Pour le reste, il faut avouer que l’on n’est pas loin du chef d’œuvre. Il s’agit bien sûr d’une question de goûts, mais il nous faut d’abord saluer l’écriture. Là, ce n’est évidemment pas Hangar 13 que l’on félicite, mais les développeurs originaux d’Illusion Softworks. Rares sont les jeux vidéo dont on se dit que le scénario pourrait tout à fait convenir à un film ou un bouquin. C’est bien le cas ici. Quoiqu’un peu stéréotypés, tous les personnages principaux sont intéressants et leur psychologie se développe au fil de l’histoire. Les situations également sont plutôt bien vues, même si les « classiques » du film de mafieux sont évidemment au rendez-vous.

On a ainsi droit à de multiples fusillades, au guet-apens dans le restaurant, au règlement de compte, aux poursuites en voiture et au braquage. On a aussi droit à quelques séquences plus inhabituelles – au moins dans un jeu vidéo – à ces moments de doutes, ces séquences plus inconfortables pour des personnages tour à tour mélancoliques, vindicatifs ou tourmentés. C’est à ce niveau que l’écriture est la plus réussie car à aucun moment, Mafia Definitive Edition ne sombre dans le lourdaud ou le grotesque. Il y a toutefois un élément qui dérange, un élément que l’on ne comprend pas bien alors que Hangar 13 a voulu réécrire certains – rares – passages.

Ainsi, la fin de « Crème de la Crème » est réécrite avec un crash aérien qui ne clôture plus tout à fait la mission : on ne comprend alors pas bien l’intérêt de cet épilogue un peu grotesque d’un avion qui parvient à voler sur plusieurs kilomètres avec ses deux moteurs en flammes depuis le décollage. Plus gênant, Hangar 13 a réécrit la toute fin du jeu. Nous ne vous en dirons évidemment pas plus, mais il nous semble que le texte de conclusion narré par Tommy Angelo dans la mouture 2002 était plus juste, plus dans le ton du jeu que celui de la version 2020. C’est un détail, mais il a son importance quand on est un fan.

Pour le reste, nous ne sommes pas loin du sans-faute et il convient donc de saluer cet excellent remaster qui ne dénature pas le jeu originel, qui en conserve les principales qualités et revient sur ses lacunes, ses défauts. Attention, il est tout de même un défaut qui n’a pas été corrigé par Hangar 13. Un défaut qui ne pouvait de toute façon pas vraiment l’être à moins de refaire l’intégralité du jeu : Mafia: The City of Lost Heaven peut donner l’impression d’être un jeu en monde ouvert et il est vrai que l’on peut toujours arpenter la ville à sa guise. Dans les faits, cette ville ouverte est un « leurre ».

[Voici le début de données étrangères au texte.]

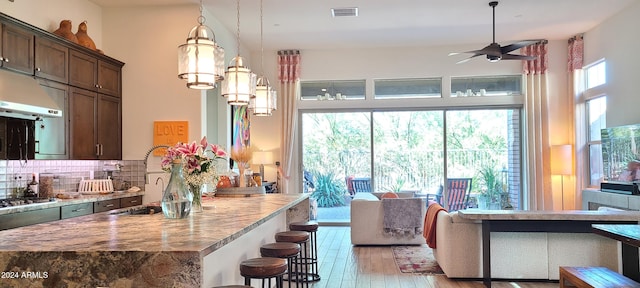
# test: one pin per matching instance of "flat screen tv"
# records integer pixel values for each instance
(621, 153)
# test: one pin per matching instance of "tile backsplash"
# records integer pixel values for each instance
(68, 173)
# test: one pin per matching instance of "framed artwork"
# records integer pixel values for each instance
(240, 124)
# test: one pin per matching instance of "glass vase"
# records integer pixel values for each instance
(196, 191)
(176, 199)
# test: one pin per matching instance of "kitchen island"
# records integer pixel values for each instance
(120, 250)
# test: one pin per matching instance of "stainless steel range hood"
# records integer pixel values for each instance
(22, 97)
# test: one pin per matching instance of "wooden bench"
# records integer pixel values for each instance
(593, 277)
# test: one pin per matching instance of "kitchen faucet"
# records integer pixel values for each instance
(146, 157)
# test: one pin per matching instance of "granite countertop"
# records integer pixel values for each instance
(64, 202)
(575, 215)
(223, 220)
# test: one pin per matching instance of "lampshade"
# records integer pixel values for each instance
(265, 101)
(561, 160)
(262, 157)
(239, 84)
(201, 60)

Disons plutôt que Lost Heaven n’a pas grand-chose à offrir en dehors de kilomètres d’asphalte à « boulotter » et le mode Circulation libre – ajouté pour l’occasion – n’a guère d’intérêt. Il ne faut pas jouer à Mafia Definitive Edition comme on pratique un Red Dead Redemption 2. Ici, la ville n’est que le joli cadre d’une histoire aussi poignante qu’elle est linéaire : en dehors de quelques voitures à récupérer pour Lucas Bertone, le garagiste, il n’y a de toute façon aucune mission secondaire, aucune activité pour meubler nos déambulations et découvrir cette ville qui emprunte à peu près autant à New York qu’à Chicago.

Des déambulations que l’on pratiquera en début de mission en s’écartant un chouia du chemin tracé par les développeurs. On en profite alors pour découvrir la magnifique cité, jouer avec sa nouvelle voiture ou en voler une autre, imprudemment garée sur le bas-côté. Enfin, car on ne peut achever un article sur Mafia sans évoquer la bande-son, ces déambulations sont aussi l’occasion de profiter des exceptionnelles compositions signées Duke Ellington ou Django Reinhardt – par exemple – et qui renforcent considérablement l’ambiance, le charme du jeu. On est surpris de voir que des musiques du jeu de 2002 sont passées à la trappe, troquer pour d’autres… heureusement tout aussi réussies.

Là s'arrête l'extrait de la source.